The herd is currently averaging 9,500 litres at 3.78% fat and 3.28% protein from 2.3 tonnes of concentrate. The cows are split into autumn ( 30%) and spring calving (70%)  groups.”

“It’s important to have calves on the ground for the students,” Mervyn explained.

“But we also have a liquid milk contract to fill. There is a 110 acre grazing block for the cows and we have an annual quota allocation of 1.6 million litres.”

A total mixed ration (TMR),made up of grass silage, forage maize, brewer’s grains, straw, a specifically formulated blend and water is on offer to the cows throughout the year.

“Normally, the ration accounts for about a third of dry mater intakes during the grazing season,” Mervyn further explained.

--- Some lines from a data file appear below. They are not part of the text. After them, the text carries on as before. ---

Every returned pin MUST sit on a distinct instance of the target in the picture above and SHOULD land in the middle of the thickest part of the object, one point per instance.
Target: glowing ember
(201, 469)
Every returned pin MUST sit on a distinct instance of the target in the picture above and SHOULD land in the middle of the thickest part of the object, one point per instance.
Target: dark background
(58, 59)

“However, this year that figure has risen to about two thirds, so poor have been the grazing conditions throughout the spring and summer months.”

Mervyn places particular emphasis on managing dry cows properly and ensuring they get the best possible start to their subsequent lactation. For example, he ensures that the cows receive all the trace minerals and vitamins they require. But even taking this approach still didn’t prevent the odd case of Milk Fever arising in the days directly after calving.

In response to this Mervyn is now offering Fresh Cow YMCP™ to all the cows at the college, immediately after calving. It is made available by mixing the contents of a 500g sachet into 19 litres of warm drinking water.

Manufactured by Co-Operative Animal Health, YMCP contains long acting sources of calcium plus magnesium, the B vitamin niacin, potassium and yeast.

Frankie Carroll, from Co-Operative Animal Health, recently called in with Mervyn at the college.

“Repeated trials have confirmed that offering cows YMCP will lead to a 4.3% reduction in retained placentas and 400 litres per head increase in milk output in high producing herds,” Frankie commented.

“What’s more, YMCP cows will reach peak milk sooner and at higher levels.”

But what can be done if a cow refuses to drink directly after calving?

“We ran into this problem earlier in the year,” Mervyn Kearney admitted.

“What we do now is split the contents of the sachet: one half is dissolved in water and the other is poured on the newborn calf’s back. The cow may not take her drink but she will always lick her calf.

Mervyn concluded:

“We started using YMCP earlier this year and it has helped to significantly reduce the levels of Milk Fever that arose within the herd.”